The E-personality types
Parents: Encourage moralizers not to be so hard on themselves. Remind them to forgo the 110 percent effort; 100 percent is good enough. Help them develop self-esteem by showing them that error is not catastrophic. Urge them to have fun.
The Helper: Devoted, empathetic, needs approval, and can be manipulative. Linked to the dreamer and the protector.
Parents: Assist helpers to build boundaries for themselves. They are inclined to give their very selves away to friends and projects and neglect their own emotional needs. These teens are in danger of being pressured into destructive behavior.
The Organizer: High achiever, efficient, competitive, and obsessed with image. Linked to the questioner and the peacekeeper.
Parents: Help organizers focus on feelings. Don't ask: What did you do at school, but rather: How do you feel about school today? Encourage them to articulate intimate feelings. Teach then that it's okay to fail, life goes on.
The Dreamer: Creative, emotionally charged, melancholic, attracted to the unavailable. Linked to the helper and the moralizer.
Parents: Try to get dreamers to see the value in ordinary events of every day life, and not to only value the dramatic highs and lows. This personality struggles with feelings of inadequacy and authenticity. Reassure them of their value to you, no matter how they act out.
The Observer: Privacy is paramount, rational, detached. Linked to the protector and the entertainer.
Parents: Try to include your observer in all social interactions. Often they want to join the group but lack the social skills to know how. Give them some space and time alone, but don't be discouraged by their withdrawal. Keep them engaged even if it feels thankless to do so.
The Questioner: Prone to doubt, scans for danger, loyal, questioning, excellent trouble shooter. Linked to the organizer and the peacekeeper.
Parents: Realize questioners seek safety by expressing their doubts and fears. Answer their questioners to allay their fears, but also help them learn about reality checks. They may act out pronounced anti-authoritarian behavior. This is their way of going against their fear. Let them know you care when they endanger themselves, and that there are other ways to find out where the safety net is.
The Entertainer: Mercurial, hard to pin own, charm to disarm, backs away from commitment. Linked to the observer and the moralizer. Parents: Try to help entertainers keep their feet on the ground. They are ideas people who take off like helium balloons. Get them grounded. Encourage them to play sport or undertake other body-based activities to help them stay in the present. Some teens with this personality have trouble concentrating in the way our classrooms are structured. Get them help with this.
The Protector: Take-charge, protective of turf and family, combative, likes control. Linked to the observer and the helper.

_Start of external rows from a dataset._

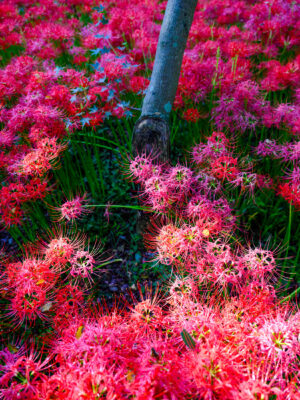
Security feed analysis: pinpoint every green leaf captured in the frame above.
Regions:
[180,329,196,350]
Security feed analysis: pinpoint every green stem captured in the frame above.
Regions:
[280,287,300,304]
[83,204,154,212]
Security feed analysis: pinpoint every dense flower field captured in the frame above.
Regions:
[0,0,300,400]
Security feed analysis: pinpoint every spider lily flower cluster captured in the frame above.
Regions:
[0,0,300,400]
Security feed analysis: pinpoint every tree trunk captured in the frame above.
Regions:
[132,0,197,161]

Parents: Give protectors a safe place where they can be vulnerable and encourage them to stay there as much as possible. Hold your ground when they push up against you. They are confronting you to see if you are a solid person or a wimp. Their anger and force can be uncomfortable for you, but don't back down or turn away from them, even in the face of their most excessive behavior,
The Peacekeeper: Calm, seeks consensus, takes on others' positions at the expense of their own agenda, obstinate and stubborn. Linked to the questioner and the organizer.
Parents: Help them find their position and stick with it. Remind them when they fall asleep to themselves. Give them responsibility that includes consequences for non-deliverance. Enforce those consequences. Time management and procrastination are major issue for this personality. Help them with a study/skills program.